Phototrophic biofilms: diversity, ecology and applications

Phototrophic biofilms are complex conglomerations of light-driven microorganisms as autotrophs with heterotrophs embedded in a mucilaginous matrix comprising EPS (extracellular polymeric substances), attached to a solid surface. EPS provide structural and functional integrity and is essential for the physico-chemical and biological properties of the biofilms. These biofilms thrive in simple to extreme environments and comprise cyanobacteria, diatoms, microalgae, fungi, bacteria and protozoa. Formation of flocs/biofilms is an essential facet of bioremediation and wastewater treatment. Biofilm formation is a scourge in medical sciences, but in agriculture, they can be potent candidates for integrated nutrient and disease management or soil structure improvement, as they aid in better and effective colonization in soil and around roots, enabling a network from soil to the plant. The process of biofilm formation is intriguing and presents a challenge for understanding the signals and metabolites involved and the orchestration of multiple biochemical pathways.

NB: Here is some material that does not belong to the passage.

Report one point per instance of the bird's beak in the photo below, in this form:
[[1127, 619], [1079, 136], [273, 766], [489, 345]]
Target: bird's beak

Metagenomic analysis of biofilms has unveiled complex genomic data and molecular diversity among culturable and non-culturable microbial communities dwelling in such biofilms; however, information on phototrophic biofilms is scanty. Particle-tracking techniques have shown the significance of water channels in mediating water flow, nutrient cycling and exchange of metabolites within the biofilm community. Proteomic analyses and their bioinformatic delineation have illustrated that in these biofilms, the phototrophic partner is involved in intercellular signaling, aggregation, carbohydrate and amino acid metabolism. The present review focuses on phototrophic biofilm formation, their diversity, applications and ecological roles with special emphasis on agriculture and allied sectors.